MLS

Get out of the Way Here Comes the MLS

WASHINGTON, DC - JULY 2: The traveling fan section of the Philadelphia Union cheers during game against D.C. United at RFK Stadium on July 2, 2011 in Washington, DC. (Photo by Ned Dishman/Getty Images)
Ned Dishman/Getty Images
Ken MackContributor IIISeptember 8, 2011

The Big Four—and no we are not talking about the impending college football super conferences.

It's the traditional and socially accepted number of major sports in America today, MLB, NFL, NHL and NBA. Is it time for a fifth? Can America handle MLS?

Before the anti-soccer crowd starts to yell and complain about how it's not American, it’s not a suggestion that we adopt it as our country’s sport, start roaming soccer gangs or slowly work back to being an English colony. I am saying it's time to accept it as a legitimate sport rather than an outsider biting at the ankles of true American sports.

MLS is on its 15th-plus year and still going strong. The league is ever-expanding, adding two new teams this season and planning to add a 20th team in the near future. Our national team is growing towards international respectability and more and more of the MLS players are on top European radars. If there was ever a time to jump on the soccer bandwagon, it is now.

The MLS is shedding its image of retirement center ages and starting to evolve into a place that is viable for young promising stars from around the world (as well as a place our young stars are willing to join in before their jumps across the sea). Young athletes such as Brek Shea, Juan Agudelo and Teal Bunbury, who are just beginning to blossom onto the National team scene, are pairing up with established veterans from around the world (Thierry Henry, David Beckham and Landon Donovan for example) to create a more exciting league.

As Americans, we love the Olympics as it is a chance to prove our athletics are the top in the world—the MLS could give us that type of excitement every year if we allowed it to.

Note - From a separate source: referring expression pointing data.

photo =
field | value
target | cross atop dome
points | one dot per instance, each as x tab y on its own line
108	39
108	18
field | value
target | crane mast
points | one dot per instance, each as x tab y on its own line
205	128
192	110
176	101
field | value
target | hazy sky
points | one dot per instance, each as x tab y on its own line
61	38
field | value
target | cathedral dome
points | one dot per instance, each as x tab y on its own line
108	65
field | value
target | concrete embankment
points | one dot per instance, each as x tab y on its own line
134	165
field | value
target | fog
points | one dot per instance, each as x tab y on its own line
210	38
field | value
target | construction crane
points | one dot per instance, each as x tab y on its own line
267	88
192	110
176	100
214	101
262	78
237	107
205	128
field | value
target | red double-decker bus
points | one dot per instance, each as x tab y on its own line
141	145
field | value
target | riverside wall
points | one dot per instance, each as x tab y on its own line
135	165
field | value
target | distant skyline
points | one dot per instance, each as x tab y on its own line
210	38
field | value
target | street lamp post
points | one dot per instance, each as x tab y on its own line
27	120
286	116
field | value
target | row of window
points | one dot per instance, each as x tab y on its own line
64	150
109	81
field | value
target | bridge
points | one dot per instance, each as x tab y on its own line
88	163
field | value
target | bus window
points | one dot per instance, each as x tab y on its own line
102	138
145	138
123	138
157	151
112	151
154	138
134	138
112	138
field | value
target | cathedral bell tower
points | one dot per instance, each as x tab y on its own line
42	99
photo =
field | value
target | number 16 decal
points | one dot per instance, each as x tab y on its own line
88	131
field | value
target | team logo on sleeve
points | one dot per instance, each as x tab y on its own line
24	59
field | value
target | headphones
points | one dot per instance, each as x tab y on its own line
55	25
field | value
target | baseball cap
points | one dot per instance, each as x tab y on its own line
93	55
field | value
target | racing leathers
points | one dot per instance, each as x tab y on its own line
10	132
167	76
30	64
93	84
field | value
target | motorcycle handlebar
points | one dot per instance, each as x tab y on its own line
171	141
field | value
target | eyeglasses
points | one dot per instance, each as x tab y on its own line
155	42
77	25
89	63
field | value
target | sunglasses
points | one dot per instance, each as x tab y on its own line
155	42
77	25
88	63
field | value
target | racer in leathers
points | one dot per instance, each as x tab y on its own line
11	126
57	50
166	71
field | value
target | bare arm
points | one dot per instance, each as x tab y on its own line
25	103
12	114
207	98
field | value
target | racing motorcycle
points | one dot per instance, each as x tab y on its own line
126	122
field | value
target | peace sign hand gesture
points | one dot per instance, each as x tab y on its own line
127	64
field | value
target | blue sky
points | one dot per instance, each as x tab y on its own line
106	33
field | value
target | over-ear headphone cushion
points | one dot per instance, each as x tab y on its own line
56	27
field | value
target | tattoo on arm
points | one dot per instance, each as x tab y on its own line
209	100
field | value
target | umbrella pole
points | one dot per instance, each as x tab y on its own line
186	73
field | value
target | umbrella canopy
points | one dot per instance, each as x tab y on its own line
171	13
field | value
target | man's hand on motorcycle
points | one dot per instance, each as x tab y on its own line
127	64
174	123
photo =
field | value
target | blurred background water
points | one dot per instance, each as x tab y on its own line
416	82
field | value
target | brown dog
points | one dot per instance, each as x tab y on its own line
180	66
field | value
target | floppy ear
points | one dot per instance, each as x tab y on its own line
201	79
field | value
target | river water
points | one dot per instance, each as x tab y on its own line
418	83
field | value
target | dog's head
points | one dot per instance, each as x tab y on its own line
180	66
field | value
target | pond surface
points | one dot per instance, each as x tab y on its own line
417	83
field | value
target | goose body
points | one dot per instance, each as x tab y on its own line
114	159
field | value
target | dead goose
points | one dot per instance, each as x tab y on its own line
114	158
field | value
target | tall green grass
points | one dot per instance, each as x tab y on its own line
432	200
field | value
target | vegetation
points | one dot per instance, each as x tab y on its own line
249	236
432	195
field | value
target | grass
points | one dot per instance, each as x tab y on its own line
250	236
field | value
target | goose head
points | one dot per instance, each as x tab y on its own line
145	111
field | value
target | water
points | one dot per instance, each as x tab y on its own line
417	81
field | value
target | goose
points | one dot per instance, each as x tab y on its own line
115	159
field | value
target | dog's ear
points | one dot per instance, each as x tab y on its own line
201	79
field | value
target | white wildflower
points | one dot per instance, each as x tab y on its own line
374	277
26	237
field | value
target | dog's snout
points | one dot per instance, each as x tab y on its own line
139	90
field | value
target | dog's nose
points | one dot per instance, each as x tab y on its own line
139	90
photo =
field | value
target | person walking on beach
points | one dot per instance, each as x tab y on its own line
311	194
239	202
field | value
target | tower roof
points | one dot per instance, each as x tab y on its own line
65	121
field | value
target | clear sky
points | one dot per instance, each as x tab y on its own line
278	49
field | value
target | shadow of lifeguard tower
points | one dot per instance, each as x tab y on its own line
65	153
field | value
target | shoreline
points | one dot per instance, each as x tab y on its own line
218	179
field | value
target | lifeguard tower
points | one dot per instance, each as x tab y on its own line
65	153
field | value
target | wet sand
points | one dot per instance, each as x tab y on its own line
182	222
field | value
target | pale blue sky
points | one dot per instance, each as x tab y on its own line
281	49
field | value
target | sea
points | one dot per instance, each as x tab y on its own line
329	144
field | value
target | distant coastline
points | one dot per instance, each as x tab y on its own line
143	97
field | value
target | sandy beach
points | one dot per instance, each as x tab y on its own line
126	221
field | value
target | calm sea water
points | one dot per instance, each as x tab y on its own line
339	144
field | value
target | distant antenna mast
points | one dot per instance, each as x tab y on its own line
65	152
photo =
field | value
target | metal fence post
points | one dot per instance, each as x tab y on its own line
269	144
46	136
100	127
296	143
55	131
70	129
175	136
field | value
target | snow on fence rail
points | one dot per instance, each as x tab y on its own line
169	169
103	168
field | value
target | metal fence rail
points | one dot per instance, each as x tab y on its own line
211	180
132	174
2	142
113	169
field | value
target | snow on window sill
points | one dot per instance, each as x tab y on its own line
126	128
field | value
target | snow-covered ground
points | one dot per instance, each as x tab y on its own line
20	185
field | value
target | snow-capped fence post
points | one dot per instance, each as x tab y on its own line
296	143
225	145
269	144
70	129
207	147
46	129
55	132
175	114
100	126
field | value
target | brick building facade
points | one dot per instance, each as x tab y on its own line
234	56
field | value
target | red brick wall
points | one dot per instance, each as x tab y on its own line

Unknown to most of the sports-fan population, there is a thing called the Concacaf Champions League where teams from the MLS face off against teams from Mexico, the Caribbean and Central America in order to win a spot in the Club World Cup. This is a chance for a team from America to go out and play the best in the world. No other sport offers an opportunity like that. In fact, two of our boys just went down to Mexico and came out with 1-0 wins, the first two in the history of the champions league.

The time to change has come America; four will become five. Draw up a chair and make space because the MLS is taking a seat at the big boy’s table.